Ealdor was too small for Merlin, like any small village there was little privacy, she'd always known that he would have to leave one day, and now it had become too dangerous for her precious boy to stay.

If Cenred and the priestess were searching they'd get to her little village eventually, and a hurried departure abandoning tended crops to rot would draw far too much attention. Fewer would notice a youth being sent to begin an apprenticeship. She could not go with Merlin, even if she was sure that no one would recognise her anymore.

Just before the dawn broke and the first rays of light spilled over the horizon Hunith finished composing a letter to her half brother. As her boy roused for the day she readied his pack.

In a way she had been waiting for this day all his life, hoping he survived long enough for it to come, taught him to live every moment and find joy in small things knowing that any breath could be his last.

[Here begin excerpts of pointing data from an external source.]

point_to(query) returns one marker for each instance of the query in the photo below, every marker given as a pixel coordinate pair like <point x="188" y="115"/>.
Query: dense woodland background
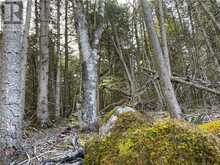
<point x="79" y="59"/>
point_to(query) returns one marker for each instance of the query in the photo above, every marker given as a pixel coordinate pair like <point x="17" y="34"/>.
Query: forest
<point x="110" y="82"/>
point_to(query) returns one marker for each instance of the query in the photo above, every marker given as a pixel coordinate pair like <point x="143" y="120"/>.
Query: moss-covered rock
<point x="212" y="127"/>
<point x="133" y="141"/>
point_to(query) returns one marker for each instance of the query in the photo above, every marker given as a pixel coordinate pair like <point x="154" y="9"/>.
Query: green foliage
<point x="133" y="141"/>
<point x="212" y="127"/>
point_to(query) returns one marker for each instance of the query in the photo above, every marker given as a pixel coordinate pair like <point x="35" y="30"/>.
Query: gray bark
<point x="58" y="54"/>
<point x="172" y="103"/>
<point x="88" y="115"/>
<point x="11" y="112"/>
<point x="66" y="93"/>
<point x="163" y="36"/>
<point x="42" y="102"/>
<point x="25" y="47"/>
<point x="211" y="16"/>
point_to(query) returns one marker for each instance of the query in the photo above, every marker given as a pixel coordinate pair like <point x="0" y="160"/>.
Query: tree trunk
<point x="167" y="87"/>
<point x="25" y="47"/>
<point x="88" y="115"/>
<point x="58" y="54"/>
<point x="11" y="112"/>
<point x="66" y="84"/>
<point x="42" y="102"/>
<point x="164" y="36"/>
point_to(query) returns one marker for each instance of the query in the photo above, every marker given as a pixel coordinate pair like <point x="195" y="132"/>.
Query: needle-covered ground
<point x="134" y="141"/>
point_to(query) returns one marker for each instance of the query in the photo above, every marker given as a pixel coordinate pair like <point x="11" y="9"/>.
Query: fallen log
<point x="188" y="82"/>
<point x="74" y="156"/>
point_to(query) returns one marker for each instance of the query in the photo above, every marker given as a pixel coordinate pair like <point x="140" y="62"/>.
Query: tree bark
<point x="173" y="105"/>
<point x="66" y="84"/>
<point x="211" y="16"/>
<point x="25" y="47"/>
<point x="88" y="115"/>
<point x="58" y="54"/>
<point x="164" y="44"/>
<point x="11" y="109"/>
<point x="42" y="102"/>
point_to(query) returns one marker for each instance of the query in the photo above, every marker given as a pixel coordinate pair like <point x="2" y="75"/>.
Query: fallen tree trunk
<point x="188" y="82"/>
<point x="74" y="156"/>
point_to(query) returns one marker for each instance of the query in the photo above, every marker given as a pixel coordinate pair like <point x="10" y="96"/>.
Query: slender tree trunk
<point x="211" y="16"/>
<point x="167" y="87"/>
<point x="58" y="54"/>
<point x="11" y="109"/>
<point x="25" y="47"/>
<point x="42" y="102"/>
<point x="164" y="36"/>
<point x="66" y="84"/>
<point x="90" y="58"/>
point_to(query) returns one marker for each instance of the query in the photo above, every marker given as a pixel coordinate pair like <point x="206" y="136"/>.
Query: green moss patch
<point x="133" y="141"/>
<point x="212" y="127"/>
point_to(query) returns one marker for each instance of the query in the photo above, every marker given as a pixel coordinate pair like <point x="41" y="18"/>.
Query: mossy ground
<point x="134" y="141"/>
<point x="212" y="127"/>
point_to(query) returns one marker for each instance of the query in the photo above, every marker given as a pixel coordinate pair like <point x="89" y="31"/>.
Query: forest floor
<point x="45" y="144"/>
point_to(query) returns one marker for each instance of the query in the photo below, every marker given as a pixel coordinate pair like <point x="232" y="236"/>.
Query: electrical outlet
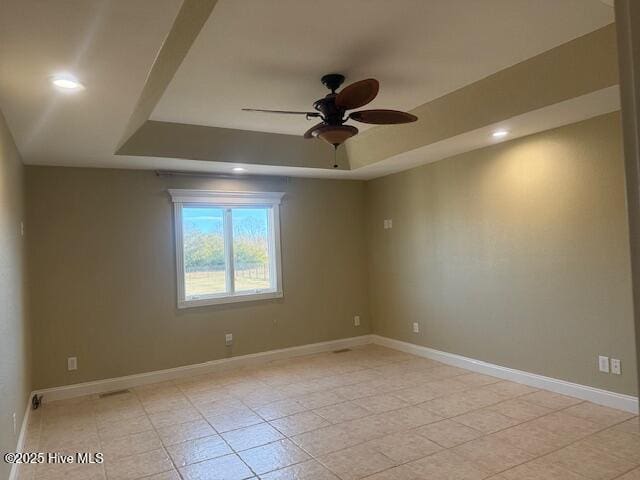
<point x="603" y="364"/>
<point x="615" y="366"/>
<point x="72" y="363"/>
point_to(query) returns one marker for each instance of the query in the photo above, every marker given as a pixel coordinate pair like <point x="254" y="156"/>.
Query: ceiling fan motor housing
<point x="332" y="81"/>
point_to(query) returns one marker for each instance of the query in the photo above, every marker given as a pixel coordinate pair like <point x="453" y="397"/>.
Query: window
<point x="227" y="246"/>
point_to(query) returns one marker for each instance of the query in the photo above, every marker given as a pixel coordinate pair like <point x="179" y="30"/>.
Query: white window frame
<point x="228" y="200"/>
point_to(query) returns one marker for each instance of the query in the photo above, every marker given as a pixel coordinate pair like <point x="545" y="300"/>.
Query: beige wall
<point x="15" y="382"/>
<point x="103" y="283"/>
<point x="516" y="254"/>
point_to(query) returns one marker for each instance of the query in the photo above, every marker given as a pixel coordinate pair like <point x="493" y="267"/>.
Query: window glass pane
<point x="203" y="239"/>
<point x="251" y="256"/>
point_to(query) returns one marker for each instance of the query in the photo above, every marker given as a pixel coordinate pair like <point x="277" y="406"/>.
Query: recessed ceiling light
<point x="67" y="82"/>
<point x="500" y="133"/>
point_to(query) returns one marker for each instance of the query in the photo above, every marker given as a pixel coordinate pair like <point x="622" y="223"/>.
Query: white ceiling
<point x="251" y="53"/>
<point x="109" y="45"/>
<point x="271" y="54"/>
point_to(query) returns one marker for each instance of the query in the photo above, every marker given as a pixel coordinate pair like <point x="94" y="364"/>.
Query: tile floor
<point x="368" y="413"/>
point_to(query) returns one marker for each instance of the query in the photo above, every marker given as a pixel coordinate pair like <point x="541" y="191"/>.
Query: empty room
<point x="339" y="240"/>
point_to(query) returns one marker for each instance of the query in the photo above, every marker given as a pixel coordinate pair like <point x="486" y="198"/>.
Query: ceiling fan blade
<point x="287" y="112"/>
<point x="309" y="133"/>
<point x="382" y="117"/>
<point x="357" y="94"/>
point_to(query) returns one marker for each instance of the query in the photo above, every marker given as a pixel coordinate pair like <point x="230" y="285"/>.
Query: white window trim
<point x="223" y="199"/>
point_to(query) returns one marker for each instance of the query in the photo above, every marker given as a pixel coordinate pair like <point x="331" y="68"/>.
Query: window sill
<point x="240" y="297"/>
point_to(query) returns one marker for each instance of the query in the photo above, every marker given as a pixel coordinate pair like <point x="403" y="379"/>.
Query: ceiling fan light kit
<point x="332" y="109"/>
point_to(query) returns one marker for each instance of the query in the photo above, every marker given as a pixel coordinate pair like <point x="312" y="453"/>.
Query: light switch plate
<point x="615" y="366"/>
<point x="603" y="364"/>
<point x="72" y="363"/>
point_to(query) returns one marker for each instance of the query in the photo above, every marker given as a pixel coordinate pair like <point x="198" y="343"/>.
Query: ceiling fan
<point x="332" y="109"/>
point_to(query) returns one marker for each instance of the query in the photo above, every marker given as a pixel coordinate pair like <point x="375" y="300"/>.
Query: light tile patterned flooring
<point x="368" y="413"/>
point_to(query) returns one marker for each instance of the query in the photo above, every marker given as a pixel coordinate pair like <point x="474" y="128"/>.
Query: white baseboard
<point x="119" y="383"/>
<point x="602" y="397"/>
<point x="620" y="401"/>
<point x="15" y="468"/>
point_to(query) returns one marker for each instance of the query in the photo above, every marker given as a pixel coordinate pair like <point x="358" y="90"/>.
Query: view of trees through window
<point x="204" y="250"/>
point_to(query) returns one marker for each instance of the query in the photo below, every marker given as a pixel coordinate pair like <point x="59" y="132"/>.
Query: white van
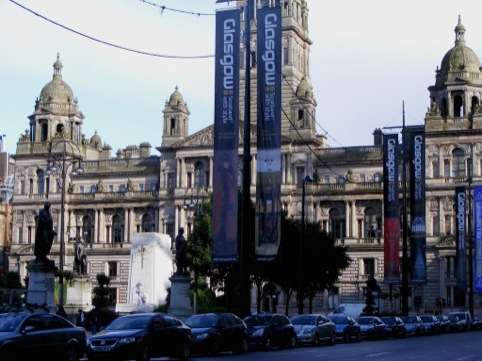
<point x="350" y="309"/>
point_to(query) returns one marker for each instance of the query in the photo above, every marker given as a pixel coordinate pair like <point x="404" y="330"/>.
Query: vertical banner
<point x="226" y="129"/>
<point x="461" y="251"/>
<point x="391" y="209"/>
<point x="418" y="266"/>
<point x="268" y="187"/>
<point x="478" y="239"/>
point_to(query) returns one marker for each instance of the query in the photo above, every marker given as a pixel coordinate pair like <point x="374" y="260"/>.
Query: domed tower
<point x="455" y="97"/>
<point x="176" y="119"/>
<point x="56" y="111"/>
<point x="303" y="107"/>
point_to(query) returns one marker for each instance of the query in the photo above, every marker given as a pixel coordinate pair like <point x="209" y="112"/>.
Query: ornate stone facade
<point x="163" y="188"/>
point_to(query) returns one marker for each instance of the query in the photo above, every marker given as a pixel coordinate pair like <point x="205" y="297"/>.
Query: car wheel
<point x="215" y="348"/>
<point x="185" y="351"/>
<point x="333" y="338"/>
<point x="145" y="354"/>
<point x="292" y="341"/>
<point x="9" y="354"/>
<point x="316" y="340"/>
<point x="73" y="353"/>
<point x="268" y="345"/>
<point x="243" y="346"/>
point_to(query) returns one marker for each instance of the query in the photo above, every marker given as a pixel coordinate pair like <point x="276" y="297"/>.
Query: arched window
<point x="147" y="223"/>
<point x="337" y="223"/>
<point x="371" y="223"/>
<point x="87" y="230"/>
<point x="117" y="228"/>
<point x="199" y="175"/>
<point x="458" y="162"/>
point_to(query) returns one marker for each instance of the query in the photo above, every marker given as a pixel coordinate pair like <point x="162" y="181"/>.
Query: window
<point x="337" y="223"/>
<point x="369" y="266"/>
<point x="112" y="268"/>
<point x="117" y="228"/>
<point x="458" y="158"/>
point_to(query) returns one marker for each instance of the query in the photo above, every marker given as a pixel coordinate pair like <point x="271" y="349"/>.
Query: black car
<point x="347" y="329"/>
<point x="444" y="323"/>
<point x="432" y="324"/>
<point x="267" y="330"/>
<point x="372" y="327"/>
<point x="395" y="326"/>
<point x="28" y="336"/>
<point x="141" y="336"/>
<point x="213" y="333"/>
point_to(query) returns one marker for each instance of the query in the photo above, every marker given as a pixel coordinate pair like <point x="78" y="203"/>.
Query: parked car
<point x="414" y="325"/>
<point x="270" y="329"/>
<point x="395" y="326"/>
<point x="476" y="323"/>
<point x="465" y="317"/>
<point x="347" y="329"/>
<point x="372" y="327"/>
<point x="456" y="324"/>
<point x="444" y="323"/>
<point x="141" y="336"/>
<point x="214" y="333"/>
<point x="314" y="329"/>
<point x="432" y="324"/>
<point x="28" y="336"/>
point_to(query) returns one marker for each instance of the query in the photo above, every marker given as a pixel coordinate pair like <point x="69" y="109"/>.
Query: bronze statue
<point x="181" y="249"/>
<point x="45" y="233"/>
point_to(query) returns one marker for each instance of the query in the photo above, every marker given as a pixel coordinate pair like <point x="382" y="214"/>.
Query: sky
<point x="369" y="60"/>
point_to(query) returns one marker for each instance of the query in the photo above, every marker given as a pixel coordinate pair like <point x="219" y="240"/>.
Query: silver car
<point x="314" y="329"/>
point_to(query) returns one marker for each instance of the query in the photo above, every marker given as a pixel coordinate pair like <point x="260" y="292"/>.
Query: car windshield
<point x="365" y="321"/>
<point x="303" y="320"/>
<point x="202" y="321"/>
<point x="410" y="319"/>
<point x="10" y="321"/>
<point x="256" y="321"/>
<point x="389" y="320"/>
<point x="129" y="323"/>
<point x="340" y="320"/>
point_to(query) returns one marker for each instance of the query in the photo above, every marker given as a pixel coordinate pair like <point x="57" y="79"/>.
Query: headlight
<point x="125" y="340"/>
<point x="202" y="336"/>
<point x="258" y="333"/>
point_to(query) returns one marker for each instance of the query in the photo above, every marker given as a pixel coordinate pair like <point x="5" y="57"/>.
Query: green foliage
<point x="101" y="293"/>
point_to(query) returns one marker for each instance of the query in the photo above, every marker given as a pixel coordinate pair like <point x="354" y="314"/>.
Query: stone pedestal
<point x="79" y="294"/>
<point x="150" y="269"/>
<point x="41" y="283"/>
<point x="180" y="296"/>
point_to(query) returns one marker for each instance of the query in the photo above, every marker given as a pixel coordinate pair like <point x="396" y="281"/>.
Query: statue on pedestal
<point x="44" y="235"/>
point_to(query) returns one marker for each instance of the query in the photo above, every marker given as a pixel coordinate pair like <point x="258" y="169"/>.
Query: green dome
<point x="57" y="91"/>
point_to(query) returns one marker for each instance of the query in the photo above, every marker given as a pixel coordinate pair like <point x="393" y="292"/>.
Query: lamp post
<point x="305" y="179"/>
<point x="60" y="162"/>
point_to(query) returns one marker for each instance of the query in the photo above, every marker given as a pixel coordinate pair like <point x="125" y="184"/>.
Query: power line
<point x="163" y="8"/>
<point x="111" y="44"/>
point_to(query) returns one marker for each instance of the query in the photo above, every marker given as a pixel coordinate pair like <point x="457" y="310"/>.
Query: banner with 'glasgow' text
<point x="226" y="124"/>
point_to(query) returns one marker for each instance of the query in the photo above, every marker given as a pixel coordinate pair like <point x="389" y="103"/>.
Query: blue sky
<point x="366" y="59"/>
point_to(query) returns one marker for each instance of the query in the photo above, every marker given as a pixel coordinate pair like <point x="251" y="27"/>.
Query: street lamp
<point x="305" y="179"/>
<point x="60" y="162"/>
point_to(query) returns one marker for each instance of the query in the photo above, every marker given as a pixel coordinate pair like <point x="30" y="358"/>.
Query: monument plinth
<point x="41" y="283"/>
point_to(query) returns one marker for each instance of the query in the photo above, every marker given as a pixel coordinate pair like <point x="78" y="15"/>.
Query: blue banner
<point x="478" y="239"/>
<point x="418" y="263"/>
<point x="226" y="129"/>
<point x="268" y="187"/>
<point x="391" y="217"/>
<point x="460" y="239"/>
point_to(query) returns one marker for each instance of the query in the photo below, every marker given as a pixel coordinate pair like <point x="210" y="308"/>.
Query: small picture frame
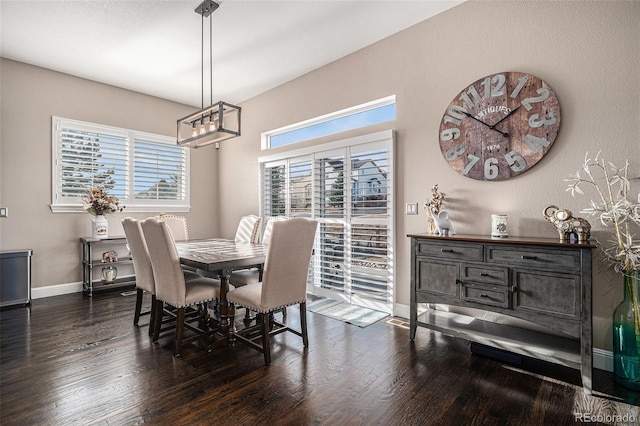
<point x="109" y="256"/>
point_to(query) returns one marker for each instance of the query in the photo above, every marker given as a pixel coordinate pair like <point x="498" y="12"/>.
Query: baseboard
<point x="602" y="359"/>
<point x="55" y="290"/>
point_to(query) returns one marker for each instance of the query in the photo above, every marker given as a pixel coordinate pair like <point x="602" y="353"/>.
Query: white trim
<point x="378" y="103"/>
<point x="55" y="290"/>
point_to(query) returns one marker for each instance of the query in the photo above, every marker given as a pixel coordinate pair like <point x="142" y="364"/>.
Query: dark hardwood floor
<point x="74" y="360"/>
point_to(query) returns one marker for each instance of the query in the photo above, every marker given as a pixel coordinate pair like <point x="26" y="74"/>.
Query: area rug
<point x="351" y="314"/>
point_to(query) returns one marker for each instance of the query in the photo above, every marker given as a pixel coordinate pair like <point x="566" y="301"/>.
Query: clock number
<point x="544" y="94"/>
<point x="536" y="143"/>
<point x="472" y="162"/>
<point x="521" y="82"/>
<point x="515" y="161"/>
<point x="454" y="152"/>
<point x="535" y="121"/>
<point x="455" y="115"/>
<point x="448" y="134"/>
<point x="498" y="81"/>
<point x="491" y="168"/>
<point x="464" y="96"/>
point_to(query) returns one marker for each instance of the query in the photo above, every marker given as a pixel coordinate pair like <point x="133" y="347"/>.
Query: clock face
<point x="500" y="126"/>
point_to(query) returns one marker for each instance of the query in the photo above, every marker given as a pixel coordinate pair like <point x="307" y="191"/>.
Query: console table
<point x="540" y="280"/>
<point x="92" y="264"/>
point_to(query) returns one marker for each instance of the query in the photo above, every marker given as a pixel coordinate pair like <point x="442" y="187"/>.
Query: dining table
<point x="219" y="257"/>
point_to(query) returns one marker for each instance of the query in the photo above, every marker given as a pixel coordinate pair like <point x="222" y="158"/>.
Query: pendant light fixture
<point x="220" y="120"/>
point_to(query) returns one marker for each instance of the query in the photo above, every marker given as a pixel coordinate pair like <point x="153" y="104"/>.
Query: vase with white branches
<point x="617" y="206"/>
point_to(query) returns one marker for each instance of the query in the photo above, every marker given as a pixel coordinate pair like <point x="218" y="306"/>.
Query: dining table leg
<point x="227" y="311"/>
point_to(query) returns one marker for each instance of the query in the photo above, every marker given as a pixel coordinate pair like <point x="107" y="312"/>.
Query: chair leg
<point x="136" y="315"/>
<point x="303" y="324"/>
<point x="152" y="320"/>
<point x="179" y="329"/>
<point x="266" y="347"/>
<point x="158" y="307"/>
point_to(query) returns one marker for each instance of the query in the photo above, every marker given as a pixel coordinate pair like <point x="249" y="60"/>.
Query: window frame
<point x="74" y="204"/>
<point x="265" y="138"/>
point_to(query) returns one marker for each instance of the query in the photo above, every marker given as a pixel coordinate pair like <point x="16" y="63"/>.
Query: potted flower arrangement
<point x="98" y="203"/>
<point x="618" y="209"/>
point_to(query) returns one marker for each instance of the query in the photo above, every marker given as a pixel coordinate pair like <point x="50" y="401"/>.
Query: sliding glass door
<point x="347" y="187"/>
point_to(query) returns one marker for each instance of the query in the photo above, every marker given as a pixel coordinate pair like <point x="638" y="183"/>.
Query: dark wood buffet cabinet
<point x="539" y="280"/>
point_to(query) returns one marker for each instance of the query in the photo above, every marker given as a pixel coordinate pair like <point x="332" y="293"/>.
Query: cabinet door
<point x="546" y="293"/>
<point x="439" y="278"/>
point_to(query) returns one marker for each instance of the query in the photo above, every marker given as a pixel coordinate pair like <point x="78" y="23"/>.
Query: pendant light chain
<point x="211" y="60"/>
<point x="202" y="61"/>
<point x="219" y="121"/>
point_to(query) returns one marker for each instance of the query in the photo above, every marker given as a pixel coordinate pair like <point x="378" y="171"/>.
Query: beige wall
<point x="29" y="97"/>
<point x="587" y="51"/>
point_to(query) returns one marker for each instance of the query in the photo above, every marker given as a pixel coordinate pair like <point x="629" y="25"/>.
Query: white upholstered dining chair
<point x="254" y="275"/>
<point x="171" y="286"/>
<point x="142" y="268"/>
<point x="284" y="283"/>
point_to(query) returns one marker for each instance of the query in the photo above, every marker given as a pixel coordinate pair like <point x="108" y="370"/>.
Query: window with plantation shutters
<point x="347" y="186"/>
<point x="146" y="172"/>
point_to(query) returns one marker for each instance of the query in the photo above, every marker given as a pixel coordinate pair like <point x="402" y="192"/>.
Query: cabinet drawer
<point x="564" y="260"/>
<point x="486" y="294"/>
<point x="458" y="251"/>
<point x="484" y="274"/>
<point x="439" y="278"/>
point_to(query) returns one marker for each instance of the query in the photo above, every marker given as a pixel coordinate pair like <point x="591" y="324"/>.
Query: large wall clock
<point x="499" y="126"/>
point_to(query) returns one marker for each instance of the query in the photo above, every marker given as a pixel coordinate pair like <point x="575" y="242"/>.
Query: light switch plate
<point x="411" y="208"/>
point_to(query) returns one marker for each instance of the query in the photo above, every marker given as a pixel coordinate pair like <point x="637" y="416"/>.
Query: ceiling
<point x="154" y="46"/>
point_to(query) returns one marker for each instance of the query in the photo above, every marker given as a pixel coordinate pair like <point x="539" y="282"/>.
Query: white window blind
<point x="147" y="172"/>
<point x="89" y="158"/>
<point x="158" y="171"/>
<point x="348" y="189"/>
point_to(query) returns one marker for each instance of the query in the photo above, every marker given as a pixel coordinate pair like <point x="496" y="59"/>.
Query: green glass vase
<point x="626" y="334"/>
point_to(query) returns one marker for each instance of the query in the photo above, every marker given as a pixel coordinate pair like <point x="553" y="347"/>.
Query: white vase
<point x="99" y="227"/>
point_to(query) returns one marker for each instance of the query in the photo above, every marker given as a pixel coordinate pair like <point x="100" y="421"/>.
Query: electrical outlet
<point x="411" y="208"/>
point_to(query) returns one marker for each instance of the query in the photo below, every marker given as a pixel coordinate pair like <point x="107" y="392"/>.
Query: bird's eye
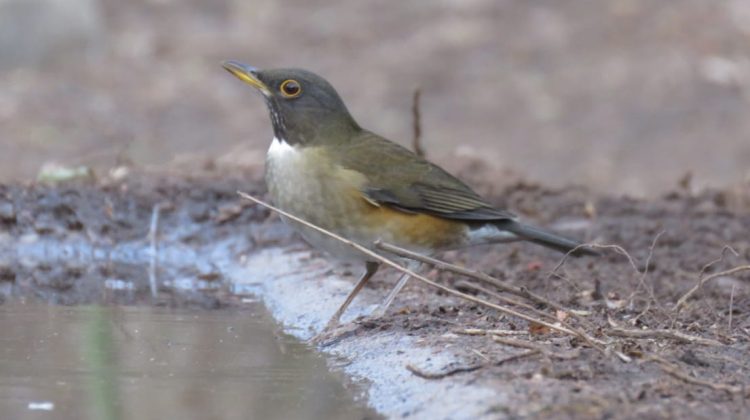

It was a cruel way for a child to live, yet somehow Merlin had taken the absolute best from the horrors. Now that the day of sending him out into the world had finally arrived it was shockingly sudden and she had no time to truly prepare him, and if she explained the truth of the reasons, he would never leave her behind. Her hero. Brave, just like his father.

She'd tell him after their last breakfast together, one last moment of peace before the storm, give him time to say goodbye to Will, and hope that she is doing the right thing instead of sending Merlin to his death.